The introduction in recent years of several new drugs for treating hematological malignancies, especially in the acute myeloid leukemia setting, has expanded the therapeutic possibilities of these patients. Targeted therapies and the combination of different classes of therapeutic agents to overcome treatment resistance, further expanded the treatment options and improved survival. In this new setting, management and prevention of IFIs become challenging considering toxicity profiles and the potential drug-to-drug interactions. A retrospective, single-center cohort study that encompassed 241 patients with acute myeloid leukemia reported their experience with azole as prophylaxis. Twelve (5%) patients received isavuconazole and 229 (95%) received posaconazole. IFIs were reported in 14.5% and 0% of participants in the posaconazole and isavuconazole groups, respectively.13 In another retrospective study including 60 patients receiving venetoclax for AML, 33 patients (55%) received antifungal prophylaxis. Twenty-three patients (38%) were treatment-naïve AML, and 37 (62%) had relapsed/refractory AML. Venetoclax dosage was reduced to 50 or 100 mg daily in case of concomitant strong CYP3A4 inhibitors (e.g. posaconazole), or to 200 mg daily in case of moderate CYP3A4 inhibitors (e.g. isavuconazole).

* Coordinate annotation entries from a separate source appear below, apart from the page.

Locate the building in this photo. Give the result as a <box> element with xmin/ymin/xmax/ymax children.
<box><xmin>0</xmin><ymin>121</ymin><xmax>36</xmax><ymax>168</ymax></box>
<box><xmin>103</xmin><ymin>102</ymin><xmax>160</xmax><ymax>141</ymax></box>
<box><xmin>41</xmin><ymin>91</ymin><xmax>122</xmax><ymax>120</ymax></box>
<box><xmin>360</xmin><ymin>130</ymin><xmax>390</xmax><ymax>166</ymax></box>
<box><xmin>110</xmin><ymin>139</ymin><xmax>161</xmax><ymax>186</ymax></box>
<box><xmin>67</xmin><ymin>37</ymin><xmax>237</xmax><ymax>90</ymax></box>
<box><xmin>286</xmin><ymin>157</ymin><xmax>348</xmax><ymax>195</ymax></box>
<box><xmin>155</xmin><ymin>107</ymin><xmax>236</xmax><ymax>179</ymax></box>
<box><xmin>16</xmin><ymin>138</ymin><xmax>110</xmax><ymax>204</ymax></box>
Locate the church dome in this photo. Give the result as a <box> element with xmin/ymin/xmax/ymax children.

The duration of neutropenia and thrombocytopenia was lower, and less infections grade 3–4 were reported in patients who received concomitant CYP3A4 inhibitors in comparison with those who did not. Azole prophylaxis did not affect treatment response and was associated with a significant lower rate of invasive fungal infections (6% vs. 26%, p=0.0659).10

Finally, a retrospective, matched cohort, single-center study, included patients with AML, high-risk myelodysplastic syndrome, or HSCT recipients. Isavuconazole patients were matched 1:2 with patients receiving posaconazole or voriconazole prophylaxis. Forty-two, 81, and 3 received isavuconazole, posaconazole and voriconazole, respectively. The incidence of possible, probable or proven IFI was 16.7% in the isavuconazole group compared to 10.7% in the posaconazole and voriconazole group (OR 1.28, 95% CI – 0.9–1.4; p=0.67), suggesting no difference in antifungal prophylactic efficacy. Hepatotoxicity occurred in 14 (17.3%) patients receiving posaconazole and 2 (4.8%) receiving isavuconazole.11

In conclusion, the cumulative experience with the use of isavuconazole in the real-world setting as treatment of IFIs in oncohematological patients is increasingly reported. Results in terms of efficacy and safety are comparable to those reported in the pivotal trial. Furthermore, in clinical practice reports show a considerable off-label use of isavuconazole as prophylaxis due to its favorable toxicity profile compared to other azoles in patients with acute leukemia at the first phases of chemotherapy treatment and in further phases during allogeneic HSCT, among others. Although careful follow-up should be considered in the absence of randomized trials in the prophylaxis setting, especially regarding breakthrough infections, real-world data suggest that isavuconazole provides a safe alternative for patients that present high-risk of IFI, and organ toxicity or potential drug-to-drug interactions.

Funding

The publication of this article has been funded by Pfizer. Pfizer has neither taken part, nor intervened in the content of this article.

Conflict of interest

Consultancy: Abbvie, Incyte, Sanofi, Speaker's bureau: Novartis, Pfizer, Takeda.